Lian Zhang: Fast Dreams, Slow Days is the artist’s first exhibition with Nicodim. Zhang’s works hint at multifaceted narratives that strain from multiple directions simultaneously. Each composition is a theater of contradictions that blend past and future, good and evil, myth and reality, tragedy and comedy, interweaving allusions to historical moments and classical forms from Zhang’s Eastern and Western heritage. Investigating the connections between interior and exterior worlds, she constructs scenes from both personal memories and imagined landscapes wherein figures and objects operate fluidly between stasis and motion. Set within rich art historical tradition, Zhang’s works draw from Surrealism, Symbolism, Taoist philosophy, and her personal experience living in London as an immigrant. Challenging preconceptions through painterly narratives, the artist’s work negotiates a space for her own intersecting cultural identities.



Within Fast Dreams, Slow Days, gods, fairies, demons, humans, plants, and animals morph into and repel against one another. In Forever and Ever (2022), a half goat/half human figure holds court beside a circular mirror-portal into a traditional Chinese garden. Resembling the Greek god Pan (god of poetry, music, and love) the figure’s sly smile implies a sinister edge, where creation and dreams teeter on destruction and horror. An auspicious symbol in Taoist tradition, the gourd in his hand is a container that holds the elixir of life, a magical substance produced through Chinese alchemy. The gourd and the god are both capable of unlocking everlasting power, but can also be weaponized for destruction.

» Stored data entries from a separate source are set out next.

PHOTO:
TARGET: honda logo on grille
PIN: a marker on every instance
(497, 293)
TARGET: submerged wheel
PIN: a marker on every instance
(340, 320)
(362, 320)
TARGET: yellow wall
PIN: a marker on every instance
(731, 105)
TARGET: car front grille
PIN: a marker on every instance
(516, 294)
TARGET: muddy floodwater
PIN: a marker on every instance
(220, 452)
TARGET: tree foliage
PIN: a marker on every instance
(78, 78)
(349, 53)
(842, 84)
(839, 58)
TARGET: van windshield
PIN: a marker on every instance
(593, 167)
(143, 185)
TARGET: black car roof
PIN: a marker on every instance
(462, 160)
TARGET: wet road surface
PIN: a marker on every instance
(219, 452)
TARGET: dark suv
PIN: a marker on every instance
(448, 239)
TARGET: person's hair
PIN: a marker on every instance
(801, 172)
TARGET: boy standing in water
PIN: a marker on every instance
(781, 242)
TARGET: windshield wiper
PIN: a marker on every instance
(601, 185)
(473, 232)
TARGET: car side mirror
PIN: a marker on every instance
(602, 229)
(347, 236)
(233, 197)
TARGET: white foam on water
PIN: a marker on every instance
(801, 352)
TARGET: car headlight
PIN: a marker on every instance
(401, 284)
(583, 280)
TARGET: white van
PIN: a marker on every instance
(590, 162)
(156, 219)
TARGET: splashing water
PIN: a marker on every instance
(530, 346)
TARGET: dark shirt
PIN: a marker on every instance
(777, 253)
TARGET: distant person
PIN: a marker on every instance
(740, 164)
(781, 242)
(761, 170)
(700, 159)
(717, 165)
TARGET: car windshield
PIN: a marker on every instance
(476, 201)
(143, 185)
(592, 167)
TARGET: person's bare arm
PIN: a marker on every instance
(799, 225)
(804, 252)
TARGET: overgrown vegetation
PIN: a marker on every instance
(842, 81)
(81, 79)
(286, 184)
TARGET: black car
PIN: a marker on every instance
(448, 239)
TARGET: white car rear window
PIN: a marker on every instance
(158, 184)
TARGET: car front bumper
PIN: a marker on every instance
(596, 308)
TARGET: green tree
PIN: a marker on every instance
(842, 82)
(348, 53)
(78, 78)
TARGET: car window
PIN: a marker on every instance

Her piece Windy Paradise (2022) questions and confronts the socio-political dynamics of the United Kingdom, her second homeland. The work encapsulates the beauty and strangeness of establishing a new home where she has built her family and career by her own hand. Also inspired by the Yu Xiuhua poem “Wind Blow,” Zhang’s painting acts as a visual homage to the text. The poem discusses the life cycle of a morning glory, whose petals open and close depending on the time of day. Zhang’s mother and daughter figures, skirts swept up by a gust of wind panging English seaside cliffs, mirror Xiuhua’s gentle blue morning glories, their vines climbing upwards, forever reaching for something on which to hold.